Zulip Chat Archive

Stream: general

Topic: Assorted renames in Probability/Distributions/


Josha Dekker (Jan 11 2024 at 10:35):

Recently (https://leanprover.zulipchat.com/#narrow/stream/217875-Is-there-code-for-X.3F/topic/Geometric.20distribution/near/411902825) it came up that some of the naming with acronyms such as pmf, pdf, cgf, cdf and friends inProbability/Distributions/may not be fully consistent with the https://github.com/leanprover-community/mathlib4/wiki/Porting-wiki#naming-convention (rule 6). I have one PR pending that goes in this folder, then I'd like to do some renaming in the folder to make sure that everything is up to convention. I'm opening up this thread to make it easier to have a discussion on the names, before making the changes and opening a PR.

Josha Dekker (Jan 11 2024 at 10:37):

Acronyms should be lower/upper-case together, so, using dist as a placeholder name for a distribution, we should e.g. replace distPdfReal and distPdf by distPDFReal and distPDF (see e.g. Probability/Distributions/Gaussian.lean). Is this right?

Josha Dekker (Jan 11 2024 at 10:37):

/poll For this, we should use
distPDFReal
distPdfReal
distPDF_Real
other

Josha Dekker (Jan 11 2024 at 10:39):

Of course, a similar thing should be done for pmf, cgf and cdf!

Josha Dekker (Jan 11 2024 at 10:39):

Also, it is a convention in (some areas of) probability theory to write pdf and CDF rather than pdf and cdf, but I think that the LEAN way of doing things would be to keep it all lowercase, right?

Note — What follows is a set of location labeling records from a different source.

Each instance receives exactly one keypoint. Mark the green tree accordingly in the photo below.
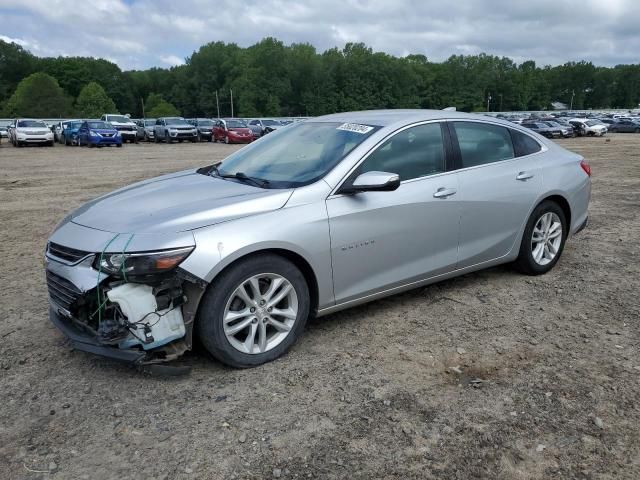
(163, 109)
(93, 101)
(38, 95)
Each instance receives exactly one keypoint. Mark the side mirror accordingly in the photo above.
(372, 182)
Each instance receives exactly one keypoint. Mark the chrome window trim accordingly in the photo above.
(334, 194)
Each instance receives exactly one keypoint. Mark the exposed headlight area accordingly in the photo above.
(141, 264)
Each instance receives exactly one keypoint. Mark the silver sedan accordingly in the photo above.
(314, 218)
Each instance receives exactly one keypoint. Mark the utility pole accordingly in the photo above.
(573, 94)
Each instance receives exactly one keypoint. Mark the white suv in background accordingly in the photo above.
(127, 127)
(589, 127)
(25, 131)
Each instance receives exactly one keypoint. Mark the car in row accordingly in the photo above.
(28, 131)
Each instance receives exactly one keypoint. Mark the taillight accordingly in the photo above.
(586, 167)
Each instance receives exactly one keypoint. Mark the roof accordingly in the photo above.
(384, 118)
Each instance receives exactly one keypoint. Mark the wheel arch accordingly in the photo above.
(563, 203)
(297, 259)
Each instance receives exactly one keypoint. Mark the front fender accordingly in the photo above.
(301, 229)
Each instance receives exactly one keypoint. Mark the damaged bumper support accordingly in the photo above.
(133, 307)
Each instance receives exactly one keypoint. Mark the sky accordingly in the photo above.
(138, 34)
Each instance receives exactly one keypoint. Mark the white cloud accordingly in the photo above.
(143, 33)
(171, 60)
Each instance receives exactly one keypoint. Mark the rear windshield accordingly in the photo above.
(100, 125)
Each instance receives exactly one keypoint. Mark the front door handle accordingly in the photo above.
(523, 176)
(444, 192)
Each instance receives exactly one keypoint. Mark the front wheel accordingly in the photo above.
(543, 240)
(254, 311)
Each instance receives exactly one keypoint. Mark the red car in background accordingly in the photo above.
(230, 130)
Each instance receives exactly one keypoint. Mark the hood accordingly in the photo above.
(175, 203)
(33, 129)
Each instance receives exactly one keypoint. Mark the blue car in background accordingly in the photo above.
(96, 133)
(69, 133)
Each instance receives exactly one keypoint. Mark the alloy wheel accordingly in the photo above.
(260, 313)
(546, 238)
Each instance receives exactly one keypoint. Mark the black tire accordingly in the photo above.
(209, 324)
(525, 262)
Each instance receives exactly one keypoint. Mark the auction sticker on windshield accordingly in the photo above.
(355, 127)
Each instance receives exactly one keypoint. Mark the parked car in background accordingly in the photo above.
(589, 127)
(544, 129)
(204, 127)
(315, 218)
(262, 126)
(231, 130)
(145, 129)
(625, 126)
(69, 132)
(566, 131)
(171, 129)
(127, 127)
(25, 131)
(98, 133)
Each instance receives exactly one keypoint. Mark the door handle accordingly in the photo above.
(523, 176)
(444, 192)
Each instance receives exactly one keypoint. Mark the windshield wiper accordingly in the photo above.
(259, 182)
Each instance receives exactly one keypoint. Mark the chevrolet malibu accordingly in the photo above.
(314, 218)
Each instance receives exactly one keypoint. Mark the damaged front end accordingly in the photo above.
(137, 307)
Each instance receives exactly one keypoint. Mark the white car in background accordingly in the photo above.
(25, 131)
(589, 127)
(127, 127)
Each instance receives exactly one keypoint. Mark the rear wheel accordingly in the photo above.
(543, 240)
(254, 311)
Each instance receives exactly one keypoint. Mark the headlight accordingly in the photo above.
(146, 263)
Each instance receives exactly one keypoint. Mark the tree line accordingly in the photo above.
(274, 79)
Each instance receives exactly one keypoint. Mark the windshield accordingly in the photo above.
(118, 118)
(178, 121)
(100, 125)
(297, 155)
(235, 124)
(31, 124)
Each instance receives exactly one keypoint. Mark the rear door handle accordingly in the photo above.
(522, 176)
(444, 192)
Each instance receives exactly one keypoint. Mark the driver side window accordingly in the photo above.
(412, 153)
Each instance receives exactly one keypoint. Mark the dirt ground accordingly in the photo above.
(491, 375)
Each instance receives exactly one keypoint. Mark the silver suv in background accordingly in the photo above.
(127, 127)
(172, 129)
(25, 131)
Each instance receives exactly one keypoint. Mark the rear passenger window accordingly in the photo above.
(524, 144)
(415, 152)
(482, 143)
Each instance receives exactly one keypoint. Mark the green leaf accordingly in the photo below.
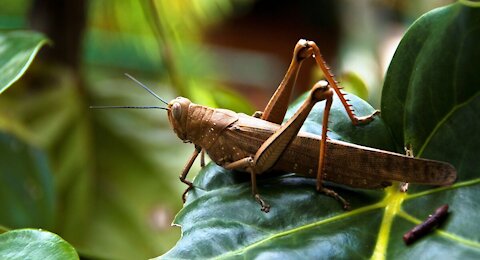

Josha Dekker (Jan 11 2024 at 10:42):

It may be the case that changing these names break dependencies outside of Matlib, but the number of changes is large (most lemma's/theorems in these files contain one of these names), so I'm not sure whether we should make aliases for everything or just accept that things may break (but are easily fixed) in projects that depend on Matlib?

Josha Dekker (Jan 11 2024 at 10:43):

/poll Use aliases?
Yes
No

Josha Dekker (Jan 11 2024 at 10:44):

Also, once I start on this crusade, I may also change these same naming issues in some other places within Probability/, if that is okay? (Only if we agree that the names should be changed in the first place, of course!)

Yaël Dillies (Jan 11 2024 at 10:44):

Josha Dekker said:

Also, it is a convention in (some areas of) probability theory to write pdf and CDF rather than pdf and cdf, but I think that the LEAN way of doing things would be to keep it all lowercase, right?

Can you show examples?

Josha Dekker (Jan 11 2024 at 10:45):

Yaël Dillies said:

Josha Dekker said:

Also, it is a convention in (some areas of) probability theory to write pdf and CDF rather than pdf and cdf, but I think that the LEAN way of doing things would be to keep it all lowercase, right?

Can you show examples?

In probability theory or in lean?

Yaël Dillies (Jan 11 2024 at 10:47):

In mathlib

David Loeffler (Jan 11 2024 at 10:48):

I'd be interested to see examples in the informal literature as well – I am surprised by the claim that it is is standard to use different case conventions for these two related concepts.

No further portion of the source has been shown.